By Alex Wukman
It looks like the Free Press was a little too early to the Rick Perry for President party. In the few months since we last blogged about it Rick Perry’s presidential ambitions have become the obsession of Texas’ political press. Despite the, easily predicted, last minute resolution of the debt ceiling ‘crisis‘,which will soon be replaced with another manufactured controversy that will inevitably be blown out of proportion, writers throughout the country have been devoting an awful lot of time to Perry. There’s so much being written about Rick Perry that the Texas Tribune’s aggregator has become the Rick Perry Wire and the Austin American Statesman has created a special Rick Perry section on their website. Sadly none of this is surprising. For months Perry has been engaged in an endless game of “will he or won’t he” that has been kept going by people who are paid to leak information to the press.
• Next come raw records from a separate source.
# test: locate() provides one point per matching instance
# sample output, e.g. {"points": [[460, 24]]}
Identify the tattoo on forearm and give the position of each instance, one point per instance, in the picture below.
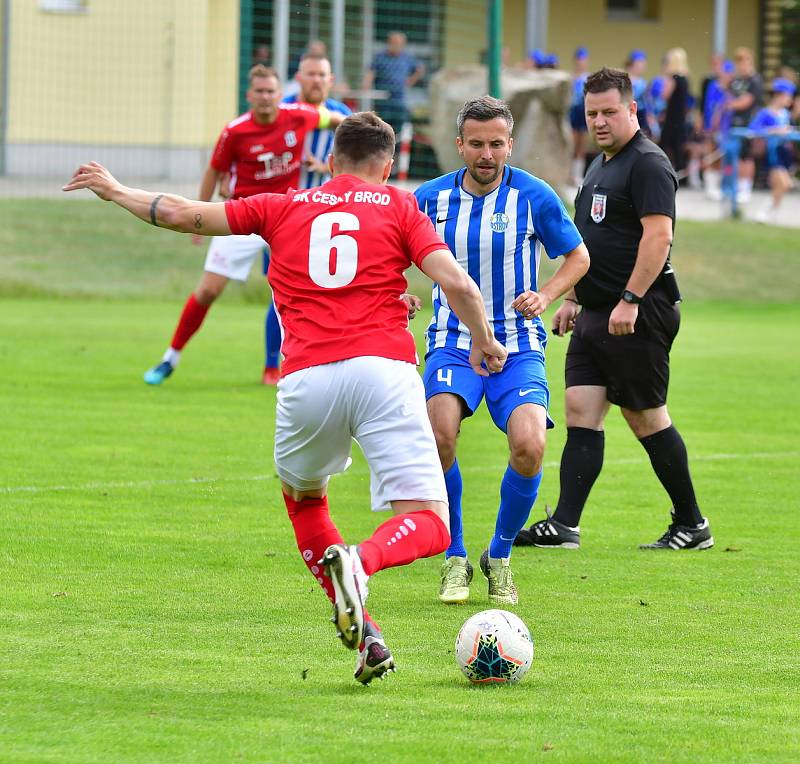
{"points": [[153, 206]]}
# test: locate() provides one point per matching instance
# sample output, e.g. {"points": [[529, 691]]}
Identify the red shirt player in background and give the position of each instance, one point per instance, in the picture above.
{"points": [[261, 151], [338, 257]]}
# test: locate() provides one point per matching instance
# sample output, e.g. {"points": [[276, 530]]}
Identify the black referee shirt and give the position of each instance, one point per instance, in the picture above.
{"points": [[615, 195]]}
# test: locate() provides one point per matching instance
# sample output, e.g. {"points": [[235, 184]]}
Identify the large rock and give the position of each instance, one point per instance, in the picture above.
{"points": [[539, 101]]}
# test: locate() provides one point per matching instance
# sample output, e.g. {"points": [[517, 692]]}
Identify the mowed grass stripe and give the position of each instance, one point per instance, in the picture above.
{"points": [[362, 471], [176, 621]]}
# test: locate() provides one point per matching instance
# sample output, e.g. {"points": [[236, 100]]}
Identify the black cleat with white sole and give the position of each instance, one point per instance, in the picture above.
{"points": [[549, 533], [343, 567], [679, 537]]}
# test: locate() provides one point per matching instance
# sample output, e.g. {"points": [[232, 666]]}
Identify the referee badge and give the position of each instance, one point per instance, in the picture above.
{"points": [[498, 222], [599, 207]]}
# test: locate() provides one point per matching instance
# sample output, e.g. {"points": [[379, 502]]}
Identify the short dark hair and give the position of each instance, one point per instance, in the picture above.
{"points": [[313, 57], [259, 70], [609, 79], [363, 137], [484, 109]]}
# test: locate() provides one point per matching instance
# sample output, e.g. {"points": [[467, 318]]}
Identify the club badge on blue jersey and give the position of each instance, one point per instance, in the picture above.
{"points": [[599, 207], [498, 222]]}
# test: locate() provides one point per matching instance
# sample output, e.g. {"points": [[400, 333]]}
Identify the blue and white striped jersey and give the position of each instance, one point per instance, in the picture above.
{"points": [[497, 239], [319, 143]]}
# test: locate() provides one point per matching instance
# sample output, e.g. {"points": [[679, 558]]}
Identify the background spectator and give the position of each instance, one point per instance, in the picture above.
{"points": [[394, 70]]}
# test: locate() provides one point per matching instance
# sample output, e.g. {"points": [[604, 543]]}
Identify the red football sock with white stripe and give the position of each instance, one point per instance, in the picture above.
{"points": [[315, 532], [190, 321], [403, 539]]}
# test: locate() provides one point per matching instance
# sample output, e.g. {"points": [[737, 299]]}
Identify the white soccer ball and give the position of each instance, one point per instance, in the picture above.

I’d like to be the first to say Enough is Enough. Perry just needs to declare, which he probably won’t do until after Labor Day, so Rick Casey can get back to reporting on criminal justice instead creating his own modestly crafted modest proposal. I don’t want to read about how Rick Perry “hasn’t been vetted” on the campaign trail or how Perry supporting Super PACs are buying ads in Iowa. And I really don’t want to have to slog through armchair commentary on how Rick Perry and Mitt Romney are “frenemies.” Especially since it’s all meaningless. Even if Rick Perry announced tomorrow it won’t do any good. He’s been too hands-off in the hands-on states of Iowa and New Hampshire.
Perry’s team says they want to compete everywhere, but they have to know that their man won’t be able to trot out his Evangelical credentials in secular New Hampshire and swooping in like a conservative rock star doesn’t work in retail politics driven Iowa. Perry will probably be able to ride his white, Southern extremist ties to a good showing in South Carolina and five or six of the Super Tuesday states; but beyond that it’s a gamble. It’s highly doubtful that an establishment candidate like Perry will be able to carry Libertarian friendly Western states like Nevada. It’s worth remembering that establishment figures in the Nevada Republican party suspended their 2008 state convention because it had been taken over by the Ron Paul campaign.
Another of Perry’s main problems is that he’s trying to win the nomination of a fractured party that seems to be actively trying to destroy itself. Perry’s team is faced with the difficulty of building a winning coalition between social conservatives, anti-immigration activists, Libertarians, TEA Partiers, corporate interests and self-proclaimed deficit hawks–who do an abrupt about face as soon as there’s a war. Next year will be the first truly national campaign after the Republican civil war of 2009-2010; an election cycle that saw anyone with any actual experience labeled a RINO. As the ongoing legislative fights have shown Republicans are more than willing to destroy the village to save the village, and vote anyone who disagrees with them out of office. Perhaps Perry’s biggest problem isn’t that he’s late to the poker game of presidential politics, and may have given all the best cards to Romney; nor is it that he’s TEA Party. Perry’s problem may be that he isn’t TEA Party enough.